In today’s blog, we will explore how to use Python to extract and analyze data from specific regions of a screen capture. By utilizing the powerful libraries OpenCV, pytesseract, and CSV, we can efficiently process images and extract valuable information for various use cases, such as forms, reports, and technical documents.
Objective
The goal of this script is to capture predefined regions of interest (ROIs) from a screen capture, extract text using OCR (Optical Character Recognition) via pytesseract, and store the results in a structured CSV format for easy analysis.
Prerequisites
Before diving into the code, ensure you have the following libraries installed:
pip install opencv-python numpy pytesseract
You’ll also need to have Tesseract-OCR installed on your system. You can download it from the site.

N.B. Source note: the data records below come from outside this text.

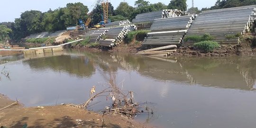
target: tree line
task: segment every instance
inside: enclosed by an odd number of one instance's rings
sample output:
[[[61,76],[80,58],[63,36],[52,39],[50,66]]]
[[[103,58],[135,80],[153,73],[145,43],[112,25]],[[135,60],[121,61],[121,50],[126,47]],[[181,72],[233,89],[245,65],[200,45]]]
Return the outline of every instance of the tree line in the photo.
[[[163,9],[178,9],[198,14],[203,10],[253,4],[256,4],[256,0],[218,0],[212,7],[199,10],[196,7],[187,9],[186,0],[172,0],[168,5],[161,2],[151,4],[148,1],[137,0],[135,2],[135,7],[127,2],[121,2],[116,9],[109,3],[109,18],[113,22],[128,19],[131,20],[137,14]],[[103,10],[101,5],[98,5],[89,13],[90,16],[88,15],[88,7],[81,2],[68,3],[65,7],[53,10],[50,9],[45,12],[34,10],[26,11],[13,22],[0,23],[0,42],[6,38],[12,41],[18,41],[30,34],[64,30],[67,27],[77,25],[79,19],[85,22],[89,16],[92,18],[91,25],[101,20]]]

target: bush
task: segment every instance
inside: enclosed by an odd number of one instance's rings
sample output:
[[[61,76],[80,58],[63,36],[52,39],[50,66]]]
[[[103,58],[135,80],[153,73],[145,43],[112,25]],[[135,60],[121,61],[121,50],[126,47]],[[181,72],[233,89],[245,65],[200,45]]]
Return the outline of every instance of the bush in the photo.
[[[214,39],[214,37],[211,36],[209,33],[206,33],[202,36],[199,35],[192,35],[186,36],[184,38],[184,41],[187,42],[191,40],[196,42],[199,42],[203,41],[212,40]]]
[[[217,42],[204,41],[194,44],[194,46],[196,48],[203,50],[205,52],[209,52],[219,47],[219,45]]]
[[[82,46],[85,46],[86,45],[88,44],[88,43],[89,43],[89,42],[90,41],[90,38],[91,38],[91,37],[90,37],[84,38],[83,40],[80,41],[79,43],[80,44],[82,45]]]
[[[146,34],[150,31],[134,31],[129,32],[125,38],[125,41],[127,43],[130,43],[133,39],[135,38],[137,40],[142,41],[144,37],[146,37]]]

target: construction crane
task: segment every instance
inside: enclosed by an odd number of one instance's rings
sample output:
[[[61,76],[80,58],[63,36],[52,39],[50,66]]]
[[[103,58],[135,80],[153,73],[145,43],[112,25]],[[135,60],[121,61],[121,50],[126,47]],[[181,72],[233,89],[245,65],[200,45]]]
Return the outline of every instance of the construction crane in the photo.
[[[194,0],[192,0],[192,8],[194,8]]]
[[[90,23],[91,21],[91,15],[92,13],[93,12],[93,10],[96,9],[97,6],[99,5],[100,3],[101,3],[101,5],[103,8],[103,20],[104,23],[107,23],[109,22],[109,0],[96,0],[94,3],[92,4],[91,7],[93,7],[92,10],[91,12],[89,13],[88,18],[87,20],[85,22],[85,26],[88,27],[90,24]]]

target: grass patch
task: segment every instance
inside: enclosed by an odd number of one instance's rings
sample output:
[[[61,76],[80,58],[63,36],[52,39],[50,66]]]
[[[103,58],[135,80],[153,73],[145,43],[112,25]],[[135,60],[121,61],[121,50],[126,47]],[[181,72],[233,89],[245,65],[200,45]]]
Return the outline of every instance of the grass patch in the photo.
[[[210,52],[219,47],[219,44],[217,42],[204,41],[194,44],[194,46],[196,48],[203,50],[205,52]]]
[[[136,40],[142,41],[144,37],[146,37],[147,33],[150,32],[148,30],[133,31],[128,32],[125,37],[125,41],[128,43],[131,42],[133,39]]]
[[[187,42],[189,41],[192,41],[196,42],[199,42],[204,41],[212,40],[214,39],[214,37],[211,36],[209,33],[206,33],[203,35],[191,35],[188,36],[184,38],[184,41]]]

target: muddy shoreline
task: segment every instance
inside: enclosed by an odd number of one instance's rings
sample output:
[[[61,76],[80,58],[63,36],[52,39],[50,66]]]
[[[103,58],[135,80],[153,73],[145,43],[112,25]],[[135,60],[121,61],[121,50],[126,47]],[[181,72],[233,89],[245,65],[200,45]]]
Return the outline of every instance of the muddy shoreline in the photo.
[[[16,101],[0,94],[0,109]],[[102,128],[102,115],[68,105],[24,108],[19,103],[0,110],[0,126],[22,128]],[[106,128],[152,128],[119,114],[105,115]]]
[[[153,47],[143,46],[141,42],[136,44],[132,42],[129,44],[121,43],[117,46],[112,48],[96,46],[88,47],[86,46],[77,46],[66,48],[83,49],[90,51],[101,52],[106,51],[111,53],[125,53],[129,54],[136,53],[139,51],[148,49]],[[250,42],[247,41],[236,45],[223,45],[213,51],[205,53],[204,51],[195,49],[193,46],[181,46],[177,48],[177,51],[171,56],[226,56],[232,55],[250,55],[256,53],[256,48],[252,46]]]

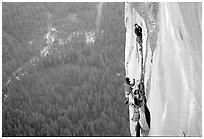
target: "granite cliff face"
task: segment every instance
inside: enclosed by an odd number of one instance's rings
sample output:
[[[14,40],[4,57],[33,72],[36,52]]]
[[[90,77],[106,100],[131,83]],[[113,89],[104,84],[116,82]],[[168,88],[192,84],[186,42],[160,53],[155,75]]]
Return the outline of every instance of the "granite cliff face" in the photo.
[[[158,12],[151,12],[155,6],[149,6],[150,13],[145,14],[145,8],[126,3],[126,76],[136,80],[140,60],[133,25],[143,27],[145,89],[151,112],[149,136],[202,136],[201,5],[158,3],[153,10]],[[131,109],[129,114],[131,117]],[[135,135],[131,120],[130,131]]]

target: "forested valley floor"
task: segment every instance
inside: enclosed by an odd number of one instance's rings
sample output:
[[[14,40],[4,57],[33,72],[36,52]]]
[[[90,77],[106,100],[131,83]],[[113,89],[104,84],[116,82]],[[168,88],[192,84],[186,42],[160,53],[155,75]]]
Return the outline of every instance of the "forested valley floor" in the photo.
[[[53,26],[66,36],[95,28],[96,3],[3,3],[2,12],[4,87],[18,67],[38,54],[28,42],[43,45],[45,13],[54,15]],[[70,23],[68,13],[79,22]],[[59,46],[62,56],[41,58],[14,80],[2,100],[2,136],[129,136],[123,16],[124,3],[104,4],[93,45],[78,38]]]

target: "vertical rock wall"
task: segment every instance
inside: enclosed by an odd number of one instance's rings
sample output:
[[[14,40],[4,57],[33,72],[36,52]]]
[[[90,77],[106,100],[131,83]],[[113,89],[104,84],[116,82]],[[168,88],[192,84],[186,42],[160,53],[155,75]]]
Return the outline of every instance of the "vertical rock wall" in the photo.
[[[149,42],[151,39],[144,37],[146,93],[150,90],[147,95],[151,112],[149,136],[202,136],[200,5],[201,3],[159,4],[159,29],[153,58]],[[139,79],[141,73],[135,23],[143,27],[144,36],[147,36],[145,21],[131,4],[126,3],[125,69],[126,76],[131,80]],[[132,113],[130,107],[130,132],[134,136]]]

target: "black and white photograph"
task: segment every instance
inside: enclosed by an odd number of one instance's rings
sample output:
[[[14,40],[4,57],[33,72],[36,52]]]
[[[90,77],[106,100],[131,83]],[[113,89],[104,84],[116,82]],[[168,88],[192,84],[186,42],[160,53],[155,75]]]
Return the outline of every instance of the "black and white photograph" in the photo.
[[[2,137],[202,137],[202,1],[2,1]]]

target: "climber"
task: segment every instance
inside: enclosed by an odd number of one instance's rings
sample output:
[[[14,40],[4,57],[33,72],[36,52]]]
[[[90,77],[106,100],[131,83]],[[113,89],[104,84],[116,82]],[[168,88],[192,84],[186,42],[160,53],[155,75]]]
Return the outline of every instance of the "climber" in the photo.
[[[137,23],[134,25],[134,27],[135,27],[135,34],[137,36],[136,41],[138,43],[142,43],[142,28]]]
[[[130,94],[130,92],[132,91],[132,87],[135,85],[135,79],[133,79],[133,83],[130,84],[130,79],[128,77],[126,77],[125,79],[125,83],[124,83],[124,87],[125,87],[125,104],[128,104],[128,96]]]

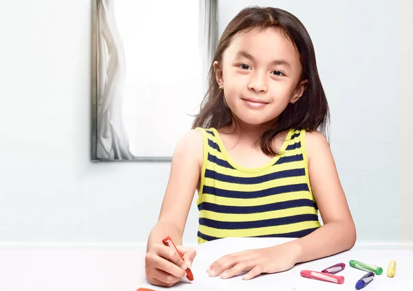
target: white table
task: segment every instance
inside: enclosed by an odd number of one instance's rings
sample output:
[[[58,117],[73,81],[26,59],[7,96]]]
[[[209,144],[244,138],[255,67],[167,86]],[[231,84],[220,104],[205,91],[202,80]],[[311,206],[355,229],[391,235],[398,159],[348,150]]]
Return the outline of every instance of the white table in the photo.
[[[242,276],[229,279],[209,277],[206,267],[224,255],[246,249],[269,246],[286,241],[276,238],[228,238],[197,246],[198,255],[191,268],[194,281],[187,279],[172,288],[149,284],[145,275],[145,250],[0,250],[0,290],[4,291],[135,291],[139,287],[161,290],[292,291],[354,290],[365,272],[348,266],[350,259],[379,266],[383,274],[376,276],[363,290],[380,291],[413,290],[413,253],[410,251],[349,251],[328,258],[295,266],[278,274],[243,281]],[[397,262],[396,276],[386,276],[390,259]],[[346,269],[337,275],[346,281],[337,285],[300,276],[301,270],[320,271],[343,262]]]

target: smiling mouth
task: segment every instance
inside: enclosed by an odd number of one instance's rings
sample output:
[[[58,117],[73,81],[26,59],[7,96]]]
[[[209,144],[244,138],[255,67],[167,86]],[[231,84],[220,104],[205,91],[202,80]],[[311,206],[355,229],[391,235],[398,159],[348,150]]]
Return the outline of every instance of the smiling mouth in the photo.
[[[242,101],[245,102],[245,104],[251,108],[261,108],[268,104],[268,102],[265,102],[262,100],[260,100],[257,99],[249,99],[249,98],[242,98]]]

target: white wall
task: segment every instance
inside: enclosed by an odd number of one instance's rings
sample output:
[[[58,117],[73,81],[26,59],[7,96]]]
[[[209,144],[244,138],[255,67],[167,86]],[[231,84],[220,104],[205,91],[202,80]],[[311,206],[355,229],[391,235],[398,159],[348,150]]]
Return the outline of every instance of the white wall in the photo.
[[[412,11],[407,1],[401,3],[399,10],[392,0],[218,1],[220,36],[240,10],[253,5],[277,5],[307,28],[330,107],[331,148],[359,243],[396,243],[399,237],[413,242],[412,231],[405,235],[405,228],[413,229],[409,207],[399,207],[399,200],[413,203],[407,186],[407,191],[399,189],[399,161],[405,159],[399,153],[402,144],[407,147],[403,139],[409,138],[412,130],[407,125],[412,124],[405,119],[407,130],[398,130],[399,100],[408,98],[407,88],[399,82],[399,69],[408,73],[411,67],[399,58],[401,42],[407,43],[405,36],[397,33],[399,12],[407,8]],[[407,56],[411,42],[403,47]],[[411,153],[406,150],[405,154]]]
[[[279,6],[286,3],[280,1]],[[401,11],[407,19],[413,9],[407,1],[403,3],[404,9]],[[237,5],[243,6],[242,3]],[[399,47],[398,38],[394,36],[398,30],[399,10],[391,5],[377,3],[368,8],[372,10],[368,15],[375,12],[379,16],[386,16],[383,22],[387,26],[383,25],[383,36],[365,36],[368,38],[360,46],[368,45],[368,41],[385,45],[383,40],[390,40]],[[410,14],[405,10],[407,8]],[[382,15],[385,8],[388,14]],[[23,0],[7,1],[7,5],[2,1],[0,4],[0,150],[3,153],[0,162],[0,244],[3,246],[144,245],[158,218],[167,183],[169,163],[90,161],[91,11],[91,1],[85,0]],[[304,16],[306,24],[308,21],[304,11],[297,16]],[[329,26],[321,24],[320,27]],[[343,24],[346,25],[351,25],[351,21]],[[386,27],[391,27],[394,36]],[[408,206],[413,204],[407,185],[411,163],[403,163],[405,155],[411,156],[403,141],[411,140],[407,132],[410,130],[412,134],[413,124],[406,118],[409,112],[398,108],[412,103],[407,100],[407,88],[396,84],[396,76],[388,75],[389,72],[399,75],[399,65],[391,56],[381,55],[385,58],[377,61],[384,62],[384,65],[374,67],[379,71],[374,79],[368,77],[363,80],[375,85],[370,91],[362,91],[367,100],[372,102],[372,97],[377,96],[379,102],[374,105],[375,113],[369,111],[369,115],[364,117],[358,115],[357,118],[366,118],[368,128],[363,132],[358,128],[356,136],[350,135],[343,123],[348,108],[344,102],[334,101],[334,98],[343,96],[342,91],[346,86],[341,84],[337,89],[329,83],[335,80],[330,74],[338,75],[341,71],[328,73],[326,70],[331,68],[328,62],[331,60],[326,58],[332,56],[328,54],[327,48],[319,47],[323,38],[316,36],[319,32],[315,28],[309,30],[315,36],[323,82],[331,96],[332,146],[358,224],[359,242],[413,242],[412,231],[397,231],[397,226],[411,227],[413,218]],[[355,33],[357,38],[361,37],[359,32]],[[410,40],[406,39],[399,38],[399,41],[408,43],[408,48],[403,51],[405,55],[413,49],[411,37]],[[330,45],[333,45],[337,39],[330,40]],[[394,52],[390,45],[386,47]],[[383,53],[381,47],[377,49]],[[412,57],[408,57],[412,64]],[[407,63],[404,59],[401,62],[402,65]],[[341,62],[339,65],[342,65]],[[370,65],[375,66],[372,62]],[[401,72],[403,80],[411,80],[407,78],[407,74],[410,74],[411,78],[411,73],[407,67]],[[359,76],[361,73],[352,73]],[[385,78],[391,80],[390,84],[383,81]],[[380,89],[382,85],[384,89]],[[347,93],[360,94],[360,90],[365,88],[359,83],[352,86],[354,90]],[[392,92],[392,89],[395,92]],[[383,92],[388,94],[385,96]],[[399,97],[401,101],[398,102]],[[359,102],[368,111],[371,103]],[[386,126],[370,128],[370,119],[374,124],[384,126],[379,113],[384,109],[384,113],[390,113],[385,118],[392,119],[385,123]],[[361,114],[359,111],[357,113]],[[400,113],[405,115],[404,117],[399,115],[399,120],[404,118],[403,124],[396,119]],[[405,130],[398,135],[398,128]],[[378,150],[370,150],[367,146],[368,140],[374,137],[374,132],[383,130],[390,135],[379,137],[376,142]],[[359,145],[341,143],[350,138],[354,141],[355,137],[363,142]],[[357,162],[360,163],[350,167],[346,164],[347,160],[356,150],[371,152],[363,163]],[[405,155],[399,156],[399,152]],[[382,163],[373,159],[373,156],[379,159],[377,154],[382,156]],[[404,165],[401,172],[405,178],[400,188],[399,162]],[[366,164],[372,167],[368,170],[358,168]],[[361,174],[365,178],[361,180],[359,177]],[[361,185],[361,182],[367,184]],[[371,202],[376,197],[378,199]],[[402,201],[399,208],[398,200]],[[370,220],[362,210],[375,214],[374,219]],[[195,242],[197,216],[193,204],[184,235],[187,243]],[[405,235],[398,240],[397,236],[402,233]]]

Defining Regions of Interest (ROIs)
In the script, we define multiple regions of interest (ROIs) based on the coordinates of the areas we want to capture. Each ROI consists of:
- Top-left coordinates
- Bottom-right coordinates
- Type of data (text or box)
- Field name
Here’s an example of how the ROIs are defined:
roi = [
[(642, 43), (1236, 140), 'text', 'FormTitle'],
[(33, 199), (141, 242), 'text', 'Date'],
[(144, 198), (265, 242), 'text', 'MachineNo'],
# More regions can be added here...
]
Each entry in this list corresponds to a specific region of the screen where text or numbers are located. The goal is to extract the relevant data based on these coordinates.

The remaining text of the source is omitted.